In accordance with an order by the U.S. District Court for the District of Massachusetts, the U.S. Food and Drug Administration (FDA) has given notice of a proposed rule requiring tobacco companies to include new textual warnings and graphic images on cigarette packs and in cigarette advertising.
Many studies have shown that graphic warnings are more effective than the verbal warnings that have long been on cigarette packs and can significantly reduce the number of children who begin to smoke and help existing smokers to quit. More than 120 countries require graphic warnings on packs of cigarettes, but the United States has yet to do so.
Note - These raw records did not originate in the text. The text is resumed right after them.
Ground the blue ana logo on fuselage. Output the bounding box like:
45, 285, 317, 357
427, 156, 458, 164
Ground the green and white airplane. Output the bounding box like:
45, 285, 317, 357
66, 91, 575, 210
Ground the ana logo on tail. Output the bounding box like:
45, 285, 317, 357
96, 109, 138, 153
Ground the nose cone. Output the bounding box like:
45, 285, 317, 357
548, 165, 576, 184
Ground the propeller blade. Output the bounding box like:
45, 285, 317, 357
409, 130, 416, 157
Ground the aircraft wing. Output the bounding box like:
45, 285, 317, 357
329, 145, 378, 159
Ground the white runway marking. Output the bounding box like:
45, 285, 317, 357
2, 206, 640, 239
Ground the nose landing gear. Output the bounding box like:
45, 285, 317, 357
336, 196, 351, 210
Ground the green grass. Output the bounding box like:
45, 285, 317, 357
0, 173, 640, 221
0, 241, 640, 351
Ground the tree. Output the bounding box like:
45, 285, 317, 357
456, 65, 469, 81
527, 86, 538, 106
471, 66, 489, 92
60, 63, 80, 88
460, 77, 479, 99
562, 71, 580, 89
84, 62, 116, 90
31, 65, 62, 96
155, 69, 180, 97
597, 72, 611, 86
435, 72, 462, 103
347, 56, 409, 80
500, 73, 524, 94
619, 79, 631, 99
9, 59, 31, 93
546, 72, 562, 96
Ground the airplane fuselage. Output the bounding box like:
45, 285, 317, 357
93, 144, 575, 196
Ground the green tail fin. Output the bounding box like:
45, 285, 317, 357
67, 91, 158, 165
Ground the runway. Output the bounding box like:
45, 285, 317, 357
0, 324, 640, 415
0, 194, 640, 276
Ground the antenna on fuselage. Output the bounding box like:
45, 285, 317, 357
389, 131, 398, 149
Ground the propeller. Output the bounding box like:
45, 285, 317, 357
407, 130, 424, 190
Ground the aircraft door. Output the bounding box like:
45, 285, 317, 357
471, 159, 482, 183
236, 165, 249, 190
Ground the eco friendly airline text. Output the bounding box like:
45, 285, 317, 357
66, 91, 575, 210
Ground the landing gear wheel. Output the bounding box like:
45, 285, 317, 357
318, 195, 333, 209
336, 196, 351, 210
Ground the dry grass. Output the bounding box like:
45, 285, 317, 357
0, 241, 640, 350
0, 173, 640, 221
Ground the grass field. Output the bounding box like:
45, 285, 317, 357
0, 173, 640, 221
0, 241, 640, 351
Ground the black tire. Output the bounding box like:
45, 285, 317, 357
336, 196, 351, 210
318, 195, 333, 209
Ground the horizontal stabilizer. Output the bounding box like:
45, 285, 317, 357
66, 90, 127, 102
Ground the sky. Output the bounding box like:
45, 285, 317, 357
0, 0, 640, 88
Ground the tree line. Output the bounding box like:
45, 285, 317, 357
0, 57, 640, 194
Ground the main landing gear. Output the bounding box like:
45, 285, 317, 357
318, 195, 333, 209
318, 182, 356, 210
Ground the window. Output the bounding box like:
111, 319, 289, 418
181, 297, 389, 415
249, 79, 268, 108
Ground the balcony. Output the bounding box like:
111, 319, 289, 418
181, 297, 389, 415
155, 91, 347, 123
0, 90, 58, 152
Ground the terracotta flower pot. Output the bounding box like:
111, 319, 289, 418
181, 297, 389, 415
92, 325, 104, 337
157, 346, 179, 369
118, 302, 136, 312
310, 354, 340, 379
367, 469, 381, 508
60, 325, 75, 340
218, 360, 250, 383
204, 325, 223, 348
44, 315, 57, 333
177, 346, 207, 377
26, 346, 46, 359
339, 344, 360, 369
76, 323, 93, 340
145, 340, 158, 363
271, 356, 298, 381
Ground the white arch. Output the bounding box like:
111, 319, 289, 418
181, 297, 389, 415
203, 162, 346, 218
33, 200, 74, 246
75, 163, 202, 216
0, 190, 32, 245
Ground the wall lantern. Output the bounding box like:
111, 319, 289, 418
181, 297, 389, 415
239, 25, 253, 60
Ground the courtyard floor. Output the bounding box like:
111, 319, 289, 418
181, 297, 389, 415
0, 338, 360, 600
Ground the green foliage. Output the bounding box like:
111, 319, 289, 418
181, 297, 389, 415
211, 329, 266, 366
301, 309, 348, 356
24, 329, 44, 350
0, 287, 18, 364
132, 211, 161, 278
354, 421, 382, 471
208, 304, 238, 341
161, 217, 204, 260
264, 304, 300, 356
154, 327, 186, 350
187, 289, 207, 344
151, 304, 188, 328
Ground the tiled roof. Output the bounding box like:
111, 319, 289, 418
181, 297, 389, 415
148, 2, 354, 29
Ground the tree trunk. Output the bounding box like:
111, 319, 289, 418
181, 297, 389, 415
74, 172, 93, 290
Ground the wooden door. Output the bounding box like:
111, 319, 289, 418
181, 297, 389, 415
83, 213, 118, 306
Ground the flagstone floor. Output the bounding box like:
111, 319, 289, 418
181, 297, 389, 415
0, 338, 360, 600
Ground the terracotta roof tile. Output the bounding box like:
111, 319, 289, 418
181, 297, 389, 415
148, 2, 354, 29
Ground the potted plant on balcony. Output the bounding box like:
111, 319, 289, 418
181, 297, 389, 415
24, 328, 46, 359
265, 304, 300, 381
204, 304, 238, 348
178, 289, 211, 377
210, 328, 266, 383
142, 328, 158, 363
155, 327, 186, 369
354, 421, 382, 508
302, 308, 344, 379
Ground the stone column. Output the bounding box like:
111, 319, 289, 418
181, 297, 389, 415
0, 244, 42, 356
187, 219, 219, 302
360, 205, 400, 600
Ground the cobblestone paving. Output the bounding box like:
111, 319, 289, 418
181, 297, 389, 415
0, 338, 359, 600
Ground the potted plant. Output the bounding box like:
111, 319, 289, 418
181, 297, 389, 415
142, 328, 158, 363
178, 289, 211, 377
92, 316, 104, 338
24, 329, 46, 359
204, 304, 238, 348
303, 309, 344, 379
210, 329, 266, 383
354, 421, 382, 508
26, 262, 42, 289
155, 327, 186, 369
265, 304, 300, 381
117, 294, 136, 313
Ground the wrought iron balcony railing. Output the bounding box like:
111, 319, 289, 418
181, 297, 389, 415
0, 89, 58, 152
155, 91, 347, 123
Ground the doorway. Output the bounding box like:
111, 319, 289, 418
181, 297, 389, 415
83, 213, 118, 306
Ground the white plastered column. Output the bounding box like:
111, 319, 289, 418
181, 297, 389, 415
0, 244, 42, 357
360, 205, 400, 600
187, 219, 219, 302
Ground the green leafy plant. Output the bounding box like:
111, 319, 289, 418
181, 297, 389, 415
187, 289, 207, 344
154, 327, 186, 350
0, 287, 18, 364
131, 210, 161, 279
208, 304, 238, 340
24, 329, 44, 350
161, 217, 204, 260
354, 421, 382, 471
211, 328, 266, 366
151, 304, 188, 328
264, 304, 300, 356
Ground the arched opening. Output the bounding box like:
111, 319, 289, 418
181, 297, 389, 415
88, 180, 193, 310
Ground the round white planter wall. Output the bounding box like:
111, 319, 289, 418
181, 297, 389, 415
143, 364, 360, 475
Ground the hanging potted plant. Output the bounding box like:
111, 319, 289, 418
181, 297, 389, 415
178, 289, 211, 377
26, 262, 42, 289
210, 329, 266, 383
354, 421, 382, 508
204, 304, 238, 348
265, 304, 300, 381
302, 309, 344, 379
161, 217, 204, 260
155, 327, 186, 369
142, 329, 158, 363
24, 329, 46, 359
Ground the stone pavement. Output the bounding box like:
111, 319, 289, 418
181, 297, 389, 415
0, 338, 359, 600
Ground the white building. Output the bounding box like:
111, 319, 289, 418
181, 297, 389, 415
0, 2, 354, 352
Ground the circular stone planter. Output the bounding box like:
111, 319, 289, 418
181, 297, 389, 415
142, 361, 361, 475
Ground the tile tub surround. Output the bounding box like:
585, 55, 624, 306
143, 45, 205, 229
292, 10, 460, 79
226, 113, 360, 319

In 2016, Scott Lewis and Jessica Wall at Anderson & Kreiger LLP and Dennis Henigan and Mark Greenwold at the Campaign for Tobacco-Free brought suit against the FDA on behalf of a group of public health advocates alleging that the agency had violated its legal duty to promulgate a graphic warnings rule. In September 2018, the Court agreed with the plaintiffs, finding that FDA had “unlawfully withheld” and “unreasonably delayed” promulgating a graphic warnings rule, as mandated by Congress in 2009. The Court ordered FDA to submit its notice of proposed rulemaking for publication in the Federal Register by August 15. FDA complied with this requirement. The Court has also ordered FDA to complete its rulemaking and submit the final rule for publication by March 15, 2020.